The Federal Government in 2011 threatened to pull out $400 million for medical research. We opposed that at the time and we stand as the next future government I hope to provide certainty to researchers across the country and to the research community which is one of the best and most august in the world. Thank you.

CONCETTA FIERRAVANTI-WELLS:

Thank you, Jane. It's a pleasure to be here today. When, Tony, you were Minister you made dementia a national priority and this is building on the great work that we did in Government. When we talk about dementia today we talk about the 320,000 people who have dementia, but we also talk about the 1.2 million carers today and can I say that there are thousands of people around Australia for whom dementia is a very, very important thing. I speak from personal experience. My mother, 83-year-old, looks after my father 84-year-old who has dementia and he's at home.

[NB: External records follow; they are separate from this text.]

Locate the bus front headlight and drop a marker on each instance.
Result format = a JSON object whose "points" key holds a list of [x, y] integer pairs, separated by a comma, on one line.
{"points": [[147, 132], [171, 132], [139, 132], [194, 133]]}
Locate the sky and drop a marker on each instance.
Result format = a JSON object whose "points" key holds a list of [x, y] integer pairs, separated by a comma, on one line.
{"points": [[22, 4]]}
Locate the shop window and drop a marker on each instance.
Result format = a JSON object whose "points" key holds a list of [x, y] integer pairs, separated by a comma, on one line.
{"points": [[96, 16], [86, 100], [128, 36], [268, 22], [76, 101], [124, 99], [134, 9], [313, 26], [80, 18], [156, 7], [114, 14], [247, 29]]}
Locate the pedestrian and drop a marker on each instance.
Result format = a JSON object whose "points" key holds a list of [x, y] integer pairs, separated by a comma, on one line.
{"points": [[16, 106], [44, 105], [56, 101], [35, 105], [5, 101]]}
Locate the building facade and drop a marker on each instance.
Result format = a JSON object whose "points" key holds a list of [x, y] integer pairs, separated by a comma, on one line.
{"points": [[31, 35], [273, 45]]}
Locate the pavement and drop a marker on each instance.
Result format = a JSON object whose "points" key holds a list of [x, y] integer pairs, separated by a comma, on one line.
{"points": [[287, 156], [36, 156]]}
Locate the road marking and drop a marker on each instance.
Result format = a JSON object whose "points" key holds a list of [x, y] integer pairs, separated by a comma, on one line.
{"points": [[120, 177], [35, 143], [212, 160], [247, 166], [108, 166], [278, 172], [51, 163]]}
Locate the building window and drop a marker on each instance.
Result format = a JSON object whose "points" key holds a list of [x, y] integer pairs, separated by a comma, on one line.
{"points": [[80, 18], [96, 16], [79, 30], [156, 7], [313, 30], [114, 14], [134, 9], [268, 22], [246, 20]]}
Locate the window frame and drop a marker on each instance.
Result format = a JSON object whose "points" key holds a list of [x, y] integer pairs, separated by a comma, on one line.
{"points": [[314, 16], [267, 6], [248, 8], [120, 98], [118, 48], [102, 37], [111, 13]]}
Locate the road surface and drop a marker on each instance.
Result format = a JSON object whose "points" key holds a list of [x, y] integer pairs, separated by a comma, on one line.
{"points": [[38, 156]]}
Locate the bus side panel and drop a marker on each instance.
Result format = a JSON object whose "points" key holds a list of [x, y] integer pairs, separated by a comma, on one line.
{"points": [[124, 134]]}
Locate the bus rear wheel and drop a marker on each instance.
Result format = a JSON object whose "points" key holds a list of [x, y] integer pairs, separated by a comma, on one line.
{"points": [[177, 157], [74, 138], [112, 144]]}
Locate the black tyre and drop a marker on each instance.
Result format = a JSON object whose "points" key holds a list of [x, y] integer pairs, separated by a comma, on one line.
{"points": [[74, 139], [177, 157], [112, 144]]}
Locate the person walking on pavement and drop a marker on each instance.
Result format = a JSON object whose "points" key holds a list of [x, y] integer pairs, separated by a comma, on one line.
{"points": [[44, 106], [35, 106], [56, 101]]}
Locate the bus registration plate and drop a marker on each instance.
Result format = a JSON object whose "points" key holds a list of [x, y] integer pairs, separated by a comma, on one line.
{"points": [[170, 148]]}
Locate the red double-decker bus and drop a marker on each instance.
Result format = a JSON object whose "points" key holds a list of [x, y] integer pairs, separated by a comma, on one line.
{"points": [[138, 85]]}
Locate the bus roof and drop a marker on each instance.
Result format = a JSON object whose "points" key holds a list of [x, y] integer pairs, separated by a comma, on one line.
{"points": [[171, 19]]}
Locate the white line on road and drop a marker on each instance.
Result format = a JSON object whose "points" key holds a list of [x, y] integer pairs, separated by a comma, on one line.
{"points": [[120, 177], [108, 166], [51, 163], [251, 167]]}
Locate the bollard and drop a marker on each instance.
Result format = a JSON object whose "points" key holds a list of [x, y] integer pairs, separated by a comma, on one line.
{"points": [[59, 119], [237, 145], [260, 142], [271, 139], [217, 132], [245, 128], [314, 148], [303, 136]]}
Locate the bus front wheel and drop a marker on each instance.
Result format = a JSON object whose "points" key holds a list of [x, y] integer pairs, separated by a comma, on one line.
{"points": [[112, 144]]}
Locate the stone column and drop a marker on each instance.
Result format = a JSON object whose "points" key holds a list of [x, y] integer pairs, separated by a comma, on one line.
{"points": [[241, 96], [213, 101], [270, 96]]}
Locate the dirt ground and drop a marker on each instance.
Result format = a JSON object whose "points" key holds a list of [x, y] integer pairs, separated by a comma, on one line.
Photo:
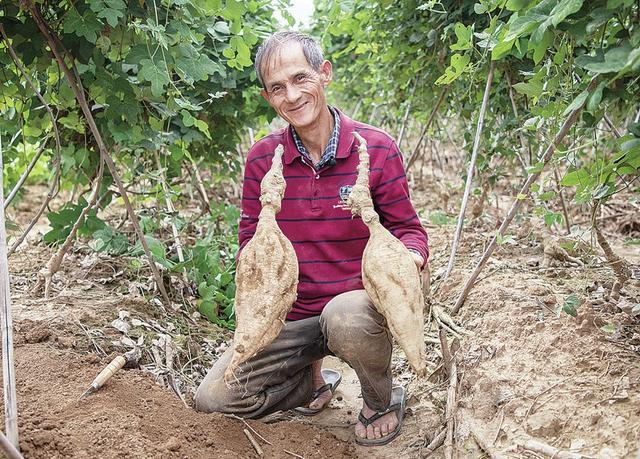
{"points": [[527, 371]]}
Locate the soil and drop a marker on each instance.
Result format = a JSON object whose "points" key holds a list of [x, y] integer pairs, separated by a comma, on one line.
{"points": [[527, 369]]}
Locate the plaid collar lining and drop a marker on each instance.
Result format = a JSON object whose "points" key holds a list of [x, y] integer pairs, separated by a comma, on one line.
{"points": [[332, 147]]}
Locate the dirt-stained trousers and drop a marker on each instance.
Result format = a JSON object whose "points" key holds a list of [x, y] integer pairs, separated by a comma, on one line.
{"points": [[279, 377]]}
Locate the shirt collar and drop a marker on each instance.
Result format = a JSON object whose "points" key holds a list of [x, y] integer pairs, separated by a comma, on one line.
{"points": [[330, 150]]}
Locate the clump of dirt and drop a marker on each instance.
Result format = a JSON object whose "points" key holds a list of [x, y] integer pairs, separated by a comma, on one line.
{"points": [[133, 417], [532, 371]]}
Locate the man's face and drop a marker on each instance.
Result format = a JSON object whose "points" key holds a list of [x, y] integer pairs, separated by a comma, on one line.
{"points": [[293, 88]]}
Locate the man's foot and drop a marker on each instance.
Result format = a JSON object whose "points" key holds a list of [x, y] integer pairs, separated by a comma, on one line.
{"points": [[318, 381], [379, 428]]}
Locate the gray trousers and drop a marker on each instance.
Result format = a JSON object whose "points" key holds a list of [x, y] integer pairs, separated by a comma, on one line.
{"points": [[279, 377]]}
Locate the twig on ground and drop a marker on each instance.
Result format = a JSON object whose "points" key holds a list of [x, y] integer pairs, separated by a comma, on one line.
{"points": [[437, 441], [8, 368], [250, 428], [555, 453], [472, 165], [9, 449], [253, 442], [497, 435], [96, 346], [446, 353], [484, 445], [535, 400], [450, 411], [524, 191]]}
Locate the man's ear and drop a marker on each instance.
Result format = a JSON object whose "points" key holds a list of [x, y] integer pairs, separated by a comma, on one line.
{"points": [[264, 94], [326, 72]]}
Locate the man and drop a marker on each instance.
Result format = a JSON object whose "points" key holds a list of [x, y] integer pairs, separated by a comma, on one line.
{"points": [[332, 314]]}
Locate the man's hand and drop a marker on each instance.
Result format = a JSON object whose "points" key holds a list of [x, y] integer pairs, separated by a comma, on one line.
{"points": [[417, 259]]}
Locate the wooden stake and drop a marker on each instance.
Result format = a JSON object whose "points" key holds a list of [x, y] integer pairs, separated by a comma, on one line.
{"points": [[432, 116], [8, 372], [548, 450], [253, 442], [54, 263], [524, 192], [11, 451], [450, 412], [437, 441], [78, 90], [472, 165]]}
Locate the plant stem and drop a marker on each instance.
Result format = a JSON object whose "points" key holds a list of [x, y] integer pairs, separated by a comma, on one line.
{"points": [[78, 90], [432, 116], [551, 148], [25, 174], [8, 371], [472, 165]]}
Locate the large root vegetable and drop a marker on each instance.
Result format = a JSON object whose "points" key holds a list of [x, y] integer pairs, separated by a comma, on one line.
{"points": [[389, 273], [267, 275]]}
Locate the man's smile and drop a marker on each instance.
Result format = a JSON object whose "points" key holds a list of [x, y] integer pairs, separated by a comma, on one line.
{"points": [[298, 108]]}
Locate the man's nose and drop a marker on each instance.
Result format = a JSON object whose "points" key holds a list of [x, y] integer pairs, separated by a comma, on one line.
{"points": [[293, 93]]}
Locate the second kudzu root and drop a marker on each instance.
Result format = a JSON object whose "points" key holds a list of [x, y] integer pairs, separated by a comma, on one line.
{"points": [[389, 273], [266, 277]]}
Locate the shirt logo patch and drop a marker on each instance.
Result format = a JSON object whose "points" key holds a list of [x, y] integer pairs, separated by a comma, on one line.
{"points": [[343, 193]]}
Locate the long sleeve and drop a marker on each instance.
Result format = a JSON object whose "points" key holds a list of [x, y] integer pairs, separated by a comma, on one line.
{"points": [[392, 202], [250, 205]]}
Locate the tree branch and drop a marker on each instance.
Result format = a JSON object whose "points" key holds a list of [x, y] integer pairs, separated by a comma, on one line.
{"points": [[78, 90]]}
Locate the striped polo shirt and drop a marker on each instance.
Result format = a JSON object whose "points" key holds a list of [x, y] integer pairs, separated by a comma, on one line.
{"points": [[328, 241]]}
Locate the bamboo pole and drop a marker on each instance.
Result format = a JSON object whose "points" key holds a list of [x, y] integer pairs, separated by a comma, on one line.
{"points": [[11, 451], [432, 116], [524, 192], [8, 372], [26, 173], [472, 165]]}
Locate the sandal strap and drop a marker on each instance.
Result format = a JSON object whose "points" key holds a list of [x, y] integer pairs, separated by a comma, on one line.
{"points": [[320, 390], [366, 421]]}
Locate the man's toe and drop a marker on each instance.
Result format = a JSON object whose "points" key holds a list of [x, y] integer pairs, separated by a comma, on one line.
{"points": [[370, 433]]}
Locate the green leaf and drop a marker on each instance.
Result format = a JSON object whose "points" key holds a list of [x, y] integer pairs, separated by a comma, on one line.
{"points": [[155, 75], [563, 9], [516, 5], [464, 35], [111, 10], [523, 25], [233, 10], [570, 305], [579, 177], [501, 49], [531, 88], [593, 102], [542, 47], [577, 102], [87, 25], [479, 8], [614, 60]]}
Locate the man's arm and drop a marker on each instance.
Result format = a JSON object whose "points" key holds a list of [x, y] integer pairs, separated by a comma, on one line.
{"points": [[250, 205], [391, 199]]}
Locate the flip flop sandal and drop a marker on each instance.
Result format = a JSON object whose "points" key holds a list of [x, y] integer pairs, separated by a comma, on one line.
{"points": [[398, 400], [332, 380]]}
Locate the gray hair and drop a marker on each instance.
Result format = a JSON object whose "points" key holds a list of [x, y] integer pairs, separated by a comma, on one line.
{"points": [[310, 48]]}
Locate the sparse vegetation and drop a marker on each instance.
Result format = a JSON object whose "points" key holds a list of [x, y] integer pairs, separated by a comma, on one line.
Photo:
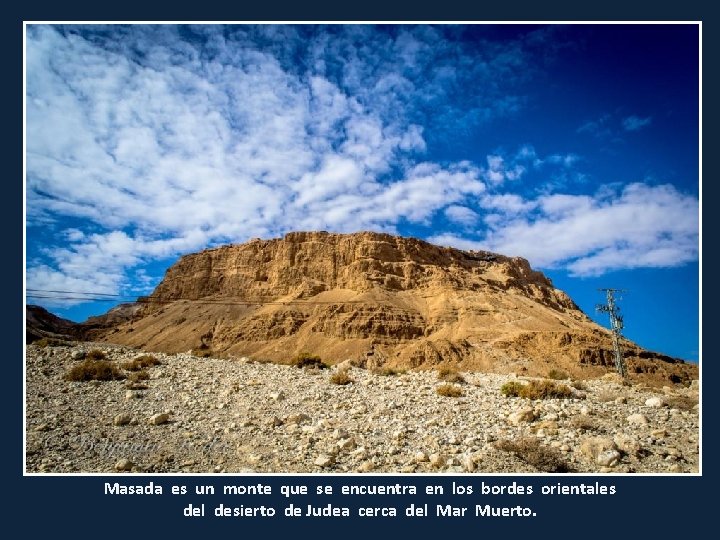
{"points": [[558, 375], [141, 362], [386, 371], [684, 403], [449, 375], [341, 377], [537, 390], [94, 370], [48, 342], [306, 360], [138, 376], [95, 354], [449, 390], [585, 423], [532, 452]]}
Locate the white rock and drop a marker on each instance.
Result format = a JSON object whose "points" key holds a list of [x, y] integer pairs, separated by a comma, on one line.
{"points": [[523, 415], [608, 458], [654, 402], [637, 419], [158, 419], [122, 419], [324, 460], [124, 465]]}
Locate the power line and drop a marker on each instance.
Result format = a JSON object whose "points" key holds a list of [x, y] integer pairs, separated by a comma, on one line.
{"points": [[616, 326]]}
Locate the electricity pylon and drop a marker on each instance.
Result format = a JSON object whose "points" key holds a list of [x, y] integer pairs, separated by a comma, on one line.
{"points": [[616, 326]]}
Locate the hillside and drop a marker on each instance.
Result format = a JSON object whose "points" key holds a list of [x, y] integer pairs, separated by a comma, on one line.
{"points": [[377, 299]]}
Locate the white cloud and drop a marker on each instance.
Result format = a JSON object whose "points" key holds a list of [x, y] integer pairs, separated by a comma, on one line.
{"points": [[635, 123], [642, 226]]}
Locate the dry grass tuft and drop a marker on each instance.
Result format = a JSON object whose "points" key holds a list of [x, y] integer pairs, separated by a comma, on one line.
{"points": [[537, 390], [449, 375], [341, 377], [532, 452], [94, 370], [449, 390], [306, 360]]}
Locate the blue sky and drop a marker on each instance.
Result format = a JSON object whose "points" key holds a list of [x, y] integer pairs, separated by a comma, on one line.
{"points": [[574, 146]]}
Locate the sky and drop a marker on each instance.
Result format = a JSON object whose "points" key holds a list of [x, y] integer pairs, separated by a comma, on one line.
{"points": [[573, 146]]}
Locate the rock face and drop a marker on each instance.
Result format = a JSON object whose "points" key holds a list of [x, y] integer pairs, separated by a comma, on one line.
{"points": [[376, 299]]}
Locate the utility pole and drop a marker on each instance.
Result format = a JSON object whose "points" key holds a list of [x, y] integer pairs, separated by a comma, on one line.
{"points": [[616, 326]]}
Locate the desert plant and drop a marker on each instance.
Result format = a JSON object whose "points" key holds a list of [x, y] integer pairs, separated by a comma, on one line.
{"points": [[532, 452], [512, 388], [386, 371], [450, 375], [141, 362], [341, 377], [48, 342], [138, 376], [537, 390], [306, 360], [558, 375], [449, 390], [585, 423], [94, 370], [95, 354]]}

Our family is one of the millions of families around Australia today that are waiting not just for a cure but they're also waiting for important research like is done here at the Clem Jones Centre to be translated into day-to-day ways that we can help those older Australians. And it's not just, as Tony said, one in four of our over 85-year-olds who have dementia, but especially for people that do come from a non-English speaking background, they don't just lose their cognitive ability but they also lose their language and revert to their dialect of origin. So it's not just an issue of mainstream, it’s a very important issue for our non-English speaking background. So Tony, it's a great pleasure to be here. Can I, in conclusion, recognise the work that Alzheimer's Australia has done and in particular Ita Buttrose and the work that they have done in raising awareness of dementia, thank you very much.